Hypoxia and VEGF mRNA Expression in Human Tumors

Abstract

High expression of circulating plasma vascular endothelial growth factor (VEGF) in patients with cancer is an indicator of poor treatment response. Similarly, hypoxia in tumors, as measured by oxygen needle electrodes, has been found to predict for tumortreatment failure. These two predictors may be related because hypoxia is a potent stimulator of VEGF expression in vitro. However, the demonstration of a relationship between hypoxia and VEGF in human tumors has, to date, been indirect or even negative. The purpose of this study was to test whether this unexpected result was caused by factors unique to human tumors, or whether the prior results could have been influenced by the known complexities of VEGF regulation. Therefore, we undertook a direct assessment of VEGF induction in human tumors using in situ hybridization and compared its distribution with that of hypoxia, as measured by the distribution of adducts of the hypoxia marker EF5. The distribution of both markers was assessed in relationship to the distribution of blood vessels, as measured by antibodies to CD31. Our hypothesis was that VEGF mRNA and hypoxia would colocalize, assuming that detectability of the former was not limiting. Four squamous cell carcinomas, three sarcomas and one glioblastoma multiforme were studied. When VEGF mRNA signal was detectable, its maxima colocalized with regional maxima of EF5 binding. The strongest levels of both signals were sometimes adjacent to regions of tissue necrosis.
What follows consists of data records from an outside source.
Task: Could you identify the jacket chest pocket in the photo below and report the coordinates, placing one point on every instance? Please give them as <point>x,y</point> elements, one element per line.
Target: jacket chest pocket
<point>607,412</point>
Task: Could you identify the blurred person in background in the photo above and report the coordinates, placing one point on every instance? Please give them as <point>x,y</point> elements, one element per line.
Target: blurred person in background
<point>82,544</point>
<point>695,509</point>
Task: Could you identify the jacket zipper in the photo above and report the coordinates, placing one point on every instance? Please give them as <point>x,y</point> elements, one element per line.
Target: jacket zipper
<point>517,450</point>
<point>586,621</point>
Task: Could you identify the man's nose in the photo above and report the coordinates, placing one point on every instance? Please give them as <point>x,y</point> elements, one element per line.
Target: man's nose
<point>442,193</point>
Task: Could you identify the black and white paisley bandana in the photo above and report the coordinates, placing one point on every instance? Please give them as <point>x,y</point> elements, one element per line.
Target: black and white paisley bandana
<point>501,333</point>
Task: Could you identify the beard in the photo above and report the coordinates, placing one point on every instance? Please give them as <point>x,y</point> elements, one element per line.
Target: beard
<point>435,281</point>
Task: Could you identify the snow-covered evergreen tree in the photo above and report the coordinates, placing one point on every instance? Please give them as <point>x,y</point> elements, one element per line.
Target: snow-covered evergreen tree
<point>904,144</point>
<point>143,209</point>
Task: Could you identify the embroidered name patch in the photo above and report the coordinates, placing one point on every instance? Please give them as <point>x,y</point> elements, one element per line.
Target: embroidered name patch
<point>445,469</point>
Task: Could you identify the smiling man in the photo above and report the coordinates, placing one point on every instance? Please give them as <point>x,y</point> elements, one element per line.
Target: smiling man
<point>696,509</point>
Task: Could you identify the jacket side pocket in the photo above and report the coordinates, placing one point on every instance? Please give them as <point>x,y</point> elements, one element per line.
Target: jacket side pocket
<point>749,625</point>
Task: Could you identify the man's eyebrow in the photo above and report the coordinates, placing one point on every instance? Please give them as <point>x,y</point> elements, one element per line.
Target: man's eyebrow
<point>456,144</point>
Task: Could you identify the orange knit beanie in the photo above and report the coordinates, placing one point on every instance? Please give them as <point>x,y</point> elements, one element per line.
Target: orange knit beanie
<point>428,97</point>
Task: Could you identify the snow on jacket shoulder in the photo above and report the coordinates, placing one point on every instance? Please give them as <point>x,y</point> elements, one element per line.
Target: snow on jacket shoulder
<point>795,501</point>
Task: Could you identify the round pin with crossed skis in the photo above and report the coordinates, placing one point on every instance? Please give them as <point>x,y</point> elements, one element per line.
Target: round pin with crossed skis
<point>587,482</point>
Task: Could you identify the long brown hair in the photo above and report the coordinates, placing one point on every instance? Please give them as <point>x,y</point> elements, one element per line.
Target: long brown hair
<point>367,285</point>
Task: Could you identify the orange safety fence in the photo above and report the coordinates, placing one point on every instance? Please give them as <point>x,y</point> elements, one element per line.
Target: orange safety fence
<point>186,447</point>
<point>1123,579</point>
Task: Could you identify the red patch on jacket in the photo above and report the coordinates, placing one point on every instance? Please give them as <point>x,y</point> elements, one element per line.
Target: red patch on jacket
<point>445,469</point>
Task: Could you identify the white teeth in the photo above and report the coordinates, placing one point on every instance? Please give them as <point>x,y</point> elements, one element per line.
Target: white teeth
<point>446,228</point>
However, we were unable to predict absolute levels of EF5 binding based on absolute levels of VEGF mRNA. Conversely, for all tumors studied, regions with relatively low levels of EF5 binding had relatively low or undetectable VEGF mRNA. We found moderate EF5 binding in some keratinized cells but VEGF mRNA was not expressed by these differentiated cells. The paradigm that hypoxia and VEGF expression are linked in human tumors is supported by the data presented herein. A better understanding of the biology behind VEGF expression, including its modulation by hypoxia, is important for optimizing its use as a prognostic indicator and/or modulating its presence with biologic therapies.